When Governance Becomes Maintenance
In 2026, governance across much of the Global South is no longer oriented toward transformation, but toward persistence under constraint. Three point three billion people live in countries where debt service consumes more public spending than health or education. This represents half of humanity. This is not crisis governance. This is maintenance governance. States endure shocks they cannot prevent, repair systems they cannot modernize, and manage expectations they cannot meet.
From Reform to Survival
The shift from reform ambitions to survival imperatives did not announce itself with policy declarations. It emerged through accumulated decisions. Infrastructure projects were deferred. Civil service hiring was frozen. Capital budgets were converted to recurrent spending. Successive shocks compressed the space for strategic choice. COVID-19, inflation surges, climate disasters, and geopolitical fragmentation combined until persistence became policy.
Kenya illustrates the political economy. In 2024, mass protests erupted after the government proposed tax increases to address spiraling debt. Interest payments consumed over 60% of government revenues. The proposed fiscal measures triggered widespread anger, particularly among youth and urban workers. This pattern repeats: governments must choose between servicing creditors and maintaining public legitimacy.
Sri Lanka provides the extreme case. Following the 2022 collapse and IMF Extended Fund Facility agreement, the 2025 public health allocation accounts for just 1.5% of GDP. This is five times smaller than debt service. Civil society estimates 6.3 million people skip meals. Even the September 2024 election of President Anura Kumara Dissanayake with a historic mandate changed little. The new administration operates within constraints imposed by the IMF and previous commitments.
Fiscal Space as the Binding Constraint
Debt servicing increasingly crowds out capital investment, compressing long-term reform capacity. This is not merely a budgetary challenge; it represents a structural transformation in what governance can attempt.
The composition of creditors complicates restructuring. Between 2020 and 2025, commercial lenders received 40% of external debt repayments from lower-income countries, while only one-third went to multilateral institutions. China committed more than $472 billion through policy banks between 2008 and 2024, emerging as the world's largest single creditor to the Global South. This fragmented creditor landscape makes coordination difficult and delays resolution. Bilateral, multilateral, private, and Chinese creditors all operate under different frameworks.
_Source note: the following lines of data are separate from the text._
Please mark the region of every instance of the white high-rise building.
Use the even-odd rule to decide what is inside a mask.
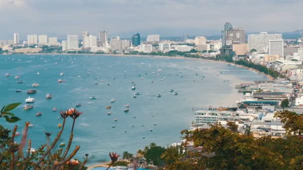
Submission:
[[[90,35],[83,37],[83,46],[85,48],[97,46],[97,37]]]
[[[249,51],[255,49],[261,53],[267,52],[269,40],[281,40],[282,34],[268,34],[267,32],[260,32],[260,34],[248,35],[248,48]]]
[[[160,42],[160,35],[148,35],[146,41],[150,42]]]
[[[37,35],[27,35],[27,44],[37,44]]]
[[[48,44],[56,45],[58,44],[58,38],[57,37],[49,37]]]
[[[67,35],[67,50],[79,49],[79,36],[77,35]]]
[[[283,40],[268,40],[268,54],[278,54],[280,57],[283,57]]]
[[[45,45],[47,44],[47,35],[39,35],[38,36],[39,44]]]
[[[206,38],[203,36],[198,36],[195,38],[195,45],[206,44]]]
[[[63,40],[63,41],[62,41],[61,44],[62,45],[62,51],[67,51],[67,41]]]
[[[19,33],[13,33],[13,44],[19,44]]]

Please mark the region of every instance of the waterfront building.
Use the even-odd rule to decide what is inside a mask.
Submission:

The G20 Common Framework has delivered limited relief. Zambia's restructuring negotiations stretched years, with the final agreement requiring very high payments in initial years. Ethiopia reached agreement in principle with the official creditor committee only in March 2025. Suriname's arrears ate up most savings the rescheduling would have generated. Debt Justice calculates that even successful restructurings leave countries paying an average 48% of budget revenue on debt service over the next three years.
Three Outcomes Under Constraint
States cluster into maintenance, reform, or collapse depending on institutional resilience and fiscal flexibility. These are not discrete categories but zones on a spectrum where small shocks can trigger transitions.
Maintenance States
These countries sustain basic services and administrative continuity but defer transformation. Fiscal policy prioritizes debt service and wage bills, leaving minimal capital budget. Infrastructure ages in place. Public employment freezes or contracts, reducing administrative capacity gradually rather than catastrophically. Elections occur on schedule, but policy options narrow regardless of which party governs.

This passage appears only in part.